In case you haven't been counting, we have no more than 32 days to go before baby Beckett makes his debut. My c-section has been on the books for over a month {yeah, you knew I was a planner} and barring an early labor {not out of the question if you ask me!}, we will celebrate the 4th of July and his arrival 2 days later.
Being pregnant with B has not been super easy. My bestie says that when she was pregnant with her second she hardly remembered that she was pregnant at all! Not I, friend. I feel it all the time. As a matter of fact, according to my doctor, I felt pregnant a good two weeks before I really was {hence, why I think my due date might be wrong}. I am fully exhausted, still battling nausea occasionally, having regular bouts of hormonally induced anxiety, and in general, just sooooo not myself.

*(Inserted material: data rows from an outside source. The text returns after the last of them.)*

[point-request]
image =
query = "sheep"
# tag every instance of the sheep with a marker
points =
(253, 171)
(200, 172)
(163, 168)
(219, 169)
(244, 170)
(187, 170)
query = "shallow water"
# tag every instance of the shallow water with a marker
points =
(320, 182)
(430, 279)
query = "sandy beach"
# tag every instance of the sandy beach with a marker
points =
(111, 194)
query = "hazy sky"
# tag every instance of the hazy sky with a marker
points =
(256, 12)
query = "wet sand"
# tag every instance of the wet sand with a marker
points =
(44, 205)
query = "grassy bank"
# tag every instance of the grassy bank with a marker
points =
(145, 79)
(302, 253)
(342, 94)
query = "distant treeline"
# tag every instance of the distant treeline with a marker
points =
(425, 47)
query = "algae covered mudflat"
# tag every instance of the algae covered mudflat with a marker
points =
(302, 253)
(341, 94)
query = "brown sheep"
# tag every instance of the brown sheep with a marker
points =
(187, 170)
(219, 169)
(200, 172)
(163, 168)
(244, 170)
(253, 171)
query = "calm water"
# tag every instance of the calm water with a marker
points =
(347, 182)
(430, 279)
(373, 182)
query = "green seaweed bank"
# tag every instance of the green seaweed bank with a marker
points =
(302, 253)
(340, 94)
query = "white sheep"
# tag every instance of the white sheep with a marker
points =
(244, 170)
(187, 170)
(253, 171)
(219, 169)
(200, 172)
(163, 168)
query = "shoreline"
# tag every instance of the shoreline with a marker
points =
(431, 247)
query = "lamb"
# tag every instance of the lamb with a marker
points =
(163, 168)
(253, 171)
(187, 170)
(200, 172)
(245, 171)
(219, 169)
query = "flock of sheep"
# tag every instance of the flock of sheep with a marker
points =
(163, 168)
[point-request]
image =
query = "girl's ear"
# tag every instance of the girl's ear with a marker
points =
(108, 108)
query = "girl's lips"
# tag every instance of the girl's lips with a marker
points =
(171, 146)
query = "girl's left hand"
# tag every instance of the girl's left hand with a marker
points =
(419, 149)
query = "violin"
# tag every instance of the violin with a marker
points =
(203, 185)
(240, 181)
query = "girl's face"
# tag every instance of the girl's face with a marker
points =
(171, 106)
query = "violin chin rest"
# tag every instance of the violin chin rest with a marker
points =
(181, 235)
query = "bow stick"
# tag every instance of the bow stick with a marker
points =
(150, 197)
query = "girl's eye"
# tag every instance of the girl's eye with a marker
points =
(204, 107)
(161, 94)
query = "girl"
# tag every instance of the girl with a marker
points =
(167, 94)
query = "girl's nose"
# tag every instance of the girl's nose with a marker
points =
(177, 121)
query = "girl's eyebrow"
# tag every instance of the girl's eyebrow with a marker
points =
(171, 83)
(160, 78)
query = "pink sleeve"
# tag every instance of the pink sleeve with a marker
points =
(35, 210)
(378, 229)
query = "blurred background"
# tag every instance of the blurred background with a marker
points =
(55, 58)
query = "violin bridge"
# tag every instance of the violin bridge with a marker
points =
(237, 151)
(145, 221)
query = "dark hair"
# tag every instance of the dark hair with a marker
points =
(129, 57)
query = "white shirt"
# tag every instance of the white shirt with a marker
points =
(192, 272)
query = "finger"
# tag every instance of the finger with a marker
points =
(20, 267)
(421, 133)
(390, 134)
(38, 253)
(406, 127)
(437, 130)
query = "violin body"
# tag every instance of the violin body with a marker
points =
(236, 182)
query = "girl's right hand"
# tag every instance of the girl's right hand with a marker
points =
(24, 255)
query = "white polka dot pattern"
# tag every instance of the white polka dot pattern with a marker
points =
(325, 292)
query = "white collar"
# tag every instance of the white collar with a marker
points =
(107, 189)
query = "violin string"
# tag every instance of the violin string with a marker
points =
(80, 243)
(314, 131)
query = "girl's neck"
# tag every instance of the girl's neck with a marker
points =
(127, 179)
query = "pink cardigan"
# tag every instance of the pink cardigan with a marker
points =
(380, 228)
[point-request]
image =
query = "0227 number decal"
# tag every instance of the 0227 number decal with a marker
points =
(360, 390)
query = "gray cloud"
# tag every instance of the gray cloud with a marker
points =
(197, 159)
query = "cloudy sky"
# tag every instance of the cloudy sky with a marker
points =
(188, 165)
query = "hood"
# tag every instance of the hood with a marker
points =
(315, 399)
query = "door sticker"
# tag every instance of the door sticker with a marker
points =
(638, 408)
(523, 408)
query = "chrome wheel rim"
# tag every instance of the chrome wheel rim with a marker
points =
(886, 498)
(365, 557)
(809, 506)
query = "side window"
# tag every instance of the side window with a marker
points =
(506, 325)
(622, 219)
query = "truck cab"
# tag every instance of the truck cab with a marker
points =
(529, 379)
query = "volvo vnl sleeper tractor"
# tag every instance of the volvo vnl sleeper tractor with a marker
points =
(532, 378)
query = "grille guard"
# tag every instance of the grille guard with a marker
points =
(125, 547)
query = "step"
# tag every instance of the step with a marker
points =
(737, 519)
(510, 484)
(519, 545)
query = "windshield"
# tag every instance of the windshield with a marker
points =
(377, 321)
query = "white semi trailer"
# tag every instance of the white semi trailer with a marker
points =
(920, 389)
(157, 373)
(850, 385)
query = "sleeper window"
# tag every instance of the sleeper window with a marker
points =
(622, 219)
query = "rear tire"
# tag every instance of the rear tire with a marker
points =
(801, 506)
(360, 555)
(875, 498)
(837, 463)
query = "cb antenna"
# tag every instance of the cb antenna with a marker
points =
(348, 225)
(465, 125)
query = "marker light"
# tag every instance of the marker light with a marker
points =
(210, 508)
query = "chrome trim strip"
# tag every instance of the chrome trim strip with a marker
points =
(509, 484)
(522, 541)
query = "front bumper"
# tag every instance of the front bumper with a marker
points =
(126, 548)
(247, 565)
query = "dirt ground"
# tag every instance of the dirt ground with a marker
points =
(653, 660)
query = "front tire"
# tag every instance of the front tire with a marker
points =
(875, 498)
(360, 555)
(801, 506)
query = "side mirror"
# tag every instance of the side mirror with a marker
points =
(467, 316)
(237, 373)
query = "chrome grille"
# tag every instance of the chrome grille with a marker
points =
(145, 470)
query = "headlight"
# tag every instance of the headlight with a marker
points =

I won't lie to you.
I am one of those rare gals that actually doesn't think pregnancy is all glamorous glowing gracefulness. Most days I feel frustrated at my physical restrictions and feel incredibly guilty about not participating around the house as much as I used to. I have had major bouts of fatigue this time around and entertaining P is sometimes all I can manage. But, don't get me wrong, the end result of pregnancy is what I'm ALL about and I really am grateful for a healthy 10 months {seriously, why did we ever start saying that pregnancy is only 9 mos?? I wish!} and a nice round belly.
Paley, of course, is up to her regular fabulousness... she is now counting all the way to 10! {see video below}. Oh, and she is practicing telling me "no" as often as she possibly can.
As for Becks arrival? Just when I think that I remember what it feels like to have a c-section, easy-peasy... {look at how calm I was before Paley...}
I suddenly remember some awful detail like catheters or blood and then I wonder what the hell I'm thinking! I'm using the following images to remind me that no matter how surreal and scary it is, this is what I get at the end...
And my heart stops racing and just fills with gratitude and longing and a bunch of other mushy stuff and then all of a sudden, I am fully prepared to brave the unknown to know him, finally.
That pretty much sums up pregnancy & other things around here. If you're feeling extra charitable, say a little prayer for us all and have a great week!